The greater vestibular gland was first described by Danish anatomist Bartholin in 1675. Cancer of this organ was first reported 190 years later by J.M. Klob. To date, there are about 300 cases of squamous cell carcinoma of Bartholin’s gland reported in the literature. These conditions constitute about 0.03% of all female genital malignancies. During 28 years of activity of the Center of Oncology in Warsaw, Poland, 3 patients with primary squamous cell carcinoma of Bartholin’s gland have been treated. Prior to admission, they were observed at their place of residence and received antiinflammatory treatment.

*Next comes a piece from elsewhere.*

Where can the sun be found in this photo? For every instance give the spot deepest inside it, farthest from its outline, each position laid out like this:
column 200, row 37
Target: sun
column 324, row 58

The lesions did not respond to this treatment but did not cause pain either. The patients suffered only moderate discomfort in this area. On admission, tumors measuring 4 cm and over were noticed, deeply infiltrating adjacent tissues without ulceration of overlying skin. One patient had a coexisting rectovaginal fistula. All patients underwent surgical treatment only. Radical vulvectomy with bilateral inguinal and pelvic lymphadenectomy was performed in 2 patients. One patient underwent local vulvectomy without lymphadenectomy due to internal-medical comorbidities and lack of consent to radiotherapy. She survived 30 months with dramatic recurrence of disease taking place during the final 6 months. One patient survived 11 years after undergoing 3 repeated excisions of recurrent tumors. One patient died 3 years after primary surgery due to cardiovascular events.